Saturday, February 24, 2007

Review: The Host

A Chungeorahm Film/Magnolia Pictures release 2007

Directed by Joon-ho Bong

Writing credits:
Chul-hyun Baek
Joon-ho Bong
Won-jun Ha

A mutant emerges from Seoul's Han River, attacking people and dividing a family.

When it was released in its native country of South Korea back in summer of 2006, The Host quickly became the highest grossing native film of all time. It was also one of the most expensive, running somewhere around 10 million (which may seem petty by Hollywood standards but was a big deal in Korea). I would say it was worth every penny. The Host is easily one of the best monster films of the past decade, and will certainly gain its proper place amongst fans of the genre, as well as casual moviegoers. Director Joon-ho Bong has crafted a unique film that is both tense and witty, with a political conscousness to boot. While not all of the story elements or special effects are quite perfect, the film is effective in drawing suspense out of the lurking presence of the monster, rather than through quick shocks or visual gross outs. The result is a little page out of the Jaws textbook; fear comes from what you can't see, not what you can.

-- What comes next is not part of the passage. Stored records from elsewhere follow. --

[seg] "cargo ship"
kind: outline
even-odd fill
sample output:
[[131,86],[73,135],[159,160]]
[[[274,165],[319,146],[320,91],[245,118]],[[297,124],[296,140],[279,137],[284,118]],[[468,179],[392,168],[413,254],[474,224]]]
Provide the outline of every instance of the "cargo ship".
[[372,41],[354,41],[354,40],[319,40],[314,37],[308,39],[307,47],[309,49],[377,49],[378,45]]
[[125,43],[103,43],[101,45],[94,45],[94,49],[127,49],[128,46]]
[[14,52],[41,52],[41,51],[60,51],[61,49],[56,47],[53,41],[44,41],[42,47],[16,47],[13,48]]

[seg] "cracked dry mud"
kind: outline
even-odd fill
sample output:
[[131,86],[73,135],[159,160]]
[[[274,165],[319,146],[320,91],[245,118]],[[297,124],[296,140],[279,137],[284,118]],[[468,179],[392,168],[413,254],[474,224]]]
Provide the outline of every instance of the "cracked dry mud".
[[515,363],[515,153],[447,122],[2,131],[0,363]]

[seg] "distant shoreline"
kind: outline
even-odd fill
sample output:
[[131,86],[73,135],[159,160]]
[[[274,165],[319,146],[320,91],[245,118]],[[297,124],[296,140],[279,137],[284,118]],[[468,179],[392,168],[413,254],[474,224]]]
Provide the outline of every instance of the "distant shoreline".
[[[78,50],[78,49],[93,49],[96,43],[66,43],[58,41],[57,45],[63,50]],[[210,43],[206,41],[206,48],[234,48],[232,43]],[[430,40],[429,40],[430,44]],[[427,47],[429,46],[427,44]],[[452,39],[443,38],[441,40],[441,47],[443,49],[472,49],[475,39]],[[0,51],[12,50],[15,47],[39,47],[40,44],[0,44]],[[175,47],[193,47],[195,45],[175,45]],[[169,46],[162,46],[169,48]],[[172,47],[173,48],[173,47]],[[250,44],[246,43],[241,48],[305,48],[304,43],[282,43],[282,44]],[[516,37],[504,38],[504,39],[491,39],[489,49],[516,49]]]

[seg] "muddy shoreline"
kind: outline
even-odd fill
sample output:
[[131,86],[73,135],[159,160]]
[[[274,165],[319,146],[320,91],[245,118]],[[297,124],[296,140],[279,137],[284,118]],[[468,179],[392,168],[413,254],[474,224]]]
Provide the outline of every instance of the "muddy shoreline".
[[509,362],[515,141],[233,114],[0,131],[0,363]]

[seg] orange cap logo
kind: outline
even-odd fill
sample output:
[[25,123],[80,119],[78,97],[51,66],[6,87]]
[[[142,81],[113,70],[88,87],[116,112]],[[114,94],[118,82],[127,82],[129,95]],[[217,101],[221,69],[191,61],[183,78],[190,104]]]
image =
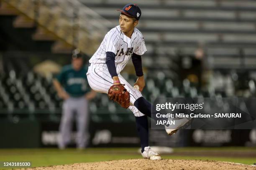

The movie also has some interesting politics. Normally monster flicks align our viewership with the media, military agents or special-ops teams. In The Host, government media and the military are not only ineffective, but actually worse than the monster itself. The film depicts a world in which the average middleclass citizen is succeptable to all sorts of interruptions, intrusions, and invasions from Big Brother figures not only from the homeland, but foriegn as well. Though not too heavily fleshed out (I mean, it's still a monster movie for christ's sake), the film's message remains relevant and clear: goverment needs to learn to work for the people, not against them.

Though it ultimately may be a B-movie, The Hostis a highly entertaining and thought-provoking film. It further proves that Korea is a new hot-spot for cinema. I whole heartedly reccomend it.